Есть люди, которые говорят, что поскольку очень трудно и даже почти невозможно найти человека столь совершенного, каким я желал бы видеть придворного, то излишне его и описывать, ибо пустое дело обучать тому, чему нельзя научиться. Им я отвечаю, что предпочту заблуждаться вместе с Платоном, Ксенофонтом и Марком Туллием, рассуждавшими об умопостигаемом мире и идеях, среди которых, по их мнению, существуют идеи совершенного государства, совершенного государя, совершенного оратора15: ибо в нем также существует и идея совершенного придворного. Если я и не смог приблизиться к его образу пером, то хотя бы меньше труда потребуется от придворных, чтобы делами приблизиться к тому пределу и конечной цели, которую я предложил им в своем сочинении; и если при этом они не смогут достичь того совершенства (в чем бы оно ни состояло), которое я попытался изобразить, тот, кто более других к нему приблизится, будет наиболее совершенным, — так же, как если из многих лучников, стрелявших в одну мишень, никто не попал в середину, тот, кто к этому был ближе других, и является, без сомнения, лучшим. Иные же говорят, что я решил изобразить себя самого, уверив себя, будто во мне есть все те свойства, которые я приписываю придворному. Отвечая им, не хочу отрицать, что я стремился достичь всего, что хотел бы видеть в придворном; думаю, тот, кто не имеет некоторого опытного знания о вещах, рассматриваемых в книге, едва ли смог бы и писать о них, каким бы он ни был эрудитом. Но я не настолько чужд здравого суждения о себе, чтобы возомнить, будто я опытом знаю все, чего способен пожелать.
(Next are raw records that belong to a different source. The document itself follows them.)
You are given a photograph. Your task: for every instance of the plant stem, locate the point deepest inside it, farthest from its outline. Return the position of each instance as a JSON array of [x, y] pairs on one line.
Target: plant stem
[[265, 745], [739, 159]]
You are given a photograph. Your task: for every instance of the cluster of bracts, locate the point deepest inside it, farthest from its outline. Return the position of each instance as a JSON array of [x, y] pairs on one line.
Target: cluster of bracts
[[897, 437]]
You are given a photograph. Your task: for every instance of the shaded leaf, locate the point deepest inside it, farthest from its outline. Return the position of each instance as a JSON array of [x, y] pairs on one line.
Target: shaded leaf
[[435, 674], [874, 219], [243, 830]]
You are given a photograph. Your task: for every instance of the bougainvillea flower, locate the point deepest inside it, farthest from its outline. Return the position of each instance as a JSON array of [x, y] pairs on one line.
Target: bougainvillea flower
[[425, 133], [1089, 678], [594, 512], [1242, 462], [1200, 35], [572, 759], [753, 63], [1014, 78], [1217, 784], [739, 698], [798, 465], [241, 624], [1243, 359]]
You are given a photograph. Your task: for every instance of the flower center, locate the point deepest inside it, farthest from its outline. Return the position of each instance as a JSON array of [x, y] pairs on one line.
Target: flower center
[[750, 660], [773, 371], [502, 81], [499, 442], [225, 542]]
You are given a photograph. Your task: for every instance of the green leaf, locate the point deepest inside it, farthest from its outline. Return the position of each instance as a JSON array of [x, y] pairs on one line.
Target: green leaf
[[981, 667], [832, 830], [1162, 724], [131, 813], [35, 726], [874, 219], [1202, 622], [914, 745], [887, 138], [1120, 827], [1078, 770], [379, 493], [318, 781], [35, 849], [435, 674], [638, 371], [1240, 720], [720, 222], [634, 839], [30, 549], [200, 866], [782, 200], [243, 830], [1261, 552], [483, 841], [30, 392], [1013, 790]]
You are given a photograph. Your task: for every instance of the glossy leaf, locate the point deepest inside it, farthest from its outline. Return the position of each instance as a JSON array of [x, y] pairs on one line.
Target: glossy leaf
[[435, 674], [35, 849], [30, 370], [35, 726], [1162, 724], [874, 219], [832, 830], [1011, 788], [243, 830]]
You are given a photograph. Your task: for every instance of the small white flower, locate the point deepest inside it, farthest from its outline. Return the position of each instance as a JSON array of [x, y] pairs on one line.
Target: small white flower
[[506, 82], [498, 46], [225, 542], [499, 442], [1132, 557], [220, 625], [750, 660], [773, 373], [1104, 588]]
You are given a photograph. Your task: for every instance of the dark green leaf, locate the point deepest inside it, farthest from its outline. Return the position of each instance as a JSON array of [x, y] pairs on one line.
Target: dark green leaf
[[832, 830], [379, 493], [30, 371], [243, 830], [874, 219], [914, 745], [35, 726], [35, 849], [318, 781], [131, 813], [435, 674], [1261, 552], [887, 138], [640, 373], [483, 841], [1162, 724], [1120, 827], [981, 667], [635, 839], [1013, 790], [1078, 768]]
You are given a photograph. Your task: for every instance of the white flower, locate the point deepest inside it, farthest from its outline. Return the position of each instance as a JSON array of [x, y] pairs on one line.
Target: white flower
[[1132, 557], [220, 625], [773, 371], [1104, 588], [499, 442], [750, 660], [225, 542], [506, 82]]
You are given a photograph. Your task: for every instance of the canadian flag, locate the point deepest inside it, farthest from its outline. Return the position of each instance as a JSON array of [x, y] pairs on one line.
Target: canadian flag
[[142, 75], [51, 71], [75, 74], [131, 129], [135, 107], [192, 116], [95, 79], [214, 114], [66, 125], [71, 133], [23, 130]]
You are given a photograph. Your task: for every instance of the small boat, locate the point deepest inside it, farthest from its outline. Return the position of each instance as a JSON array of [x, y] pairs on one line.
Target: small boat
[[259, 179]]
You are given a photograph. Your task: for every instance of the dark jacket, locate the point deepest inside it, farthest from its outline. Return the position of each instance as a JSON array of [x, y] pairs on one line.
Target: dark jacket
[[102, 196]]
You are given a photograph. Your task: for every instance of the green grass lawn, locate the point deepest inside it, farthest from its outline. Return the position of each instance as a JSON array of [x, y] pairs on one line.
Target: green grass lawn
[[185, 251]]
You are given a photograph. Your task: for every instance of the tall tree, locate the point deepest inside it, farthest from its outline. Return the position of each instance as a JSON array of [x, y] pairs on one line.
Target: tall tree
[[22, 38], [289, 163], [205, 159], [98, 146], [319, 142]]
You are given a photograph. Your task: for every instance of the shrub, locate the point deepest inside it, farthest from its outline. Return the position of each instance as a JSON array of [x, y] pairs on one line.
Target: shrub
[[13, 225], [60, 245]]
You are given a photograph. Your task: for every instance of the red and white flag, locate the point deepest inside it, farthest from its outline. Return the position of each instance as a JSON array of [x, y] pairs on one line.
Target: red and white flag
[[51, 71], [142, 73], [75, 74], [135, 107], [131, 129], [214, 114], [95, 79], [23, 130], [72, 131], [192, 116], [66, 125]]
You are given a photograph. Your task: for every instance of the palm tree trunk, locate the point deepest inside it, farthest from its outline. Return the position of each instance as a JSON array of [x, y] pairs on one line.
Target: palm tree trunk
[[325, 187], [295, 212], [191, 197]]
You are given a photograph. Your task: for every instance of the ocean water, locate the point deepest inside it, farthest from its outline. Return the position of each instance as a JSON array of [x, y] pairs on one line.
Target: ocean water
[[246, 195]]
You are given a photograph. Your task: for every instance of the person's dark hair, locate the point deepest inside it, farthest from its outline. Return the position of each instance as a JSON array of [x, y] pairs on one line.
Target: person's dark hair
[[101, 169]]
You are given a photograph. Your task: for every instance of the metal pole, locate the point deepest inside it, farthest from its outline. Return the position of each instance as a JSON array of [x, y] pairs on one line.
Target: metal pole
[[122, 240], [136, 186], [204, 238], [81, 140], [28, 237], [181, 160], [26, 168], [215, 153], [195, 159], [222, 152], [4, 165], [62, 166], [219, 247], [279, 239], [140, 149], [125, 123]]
Покамест же защиту от этих обвинений (а возможно, и от многих других) я вверяю суду общего мнения, поскольку чаще всего публика, даже не зная чего-то в совершенстве, природным инстинктом чувствует некий дух, исходящий от доброго и от дурного, и, даже не умея привести какой-то довод, одно с удовольствием принимает и любит, а другое отвергает и ненавидит. Так что, если книга в целом будет одобрена, я сочту ее удачной и достойной жить; если же не будет, сочту неудачной и буду думать о ней как о достойной забвения. И если даже общим судом мои обвинители не будут удовлетворены, то пусть хотя бы довольствуются судом времени, которое выводит в конце концов на свет скрытые изъяны всякой вещи и, будучи отцом истины16 и нелицеприятным судьей, по всегдашнему своему обыкновению, выносит правый приговор о жизни или смерти написанного.

Бальд. Кастильоне


1 Мигел да Силва (ок. 1480–1556) — португальский аристократ, граф. Посол португальского короля в Риме с 1514 г., с 1526 г. — епископ Визеу, в 1539 г. получил сан кардинала. Обвиненный в измене королем Жоаном III, был лишен португальского подданства, но продолжал успешную карьеру при папском дворе до конца жизни. Был известен широкой гуманистической образованностью.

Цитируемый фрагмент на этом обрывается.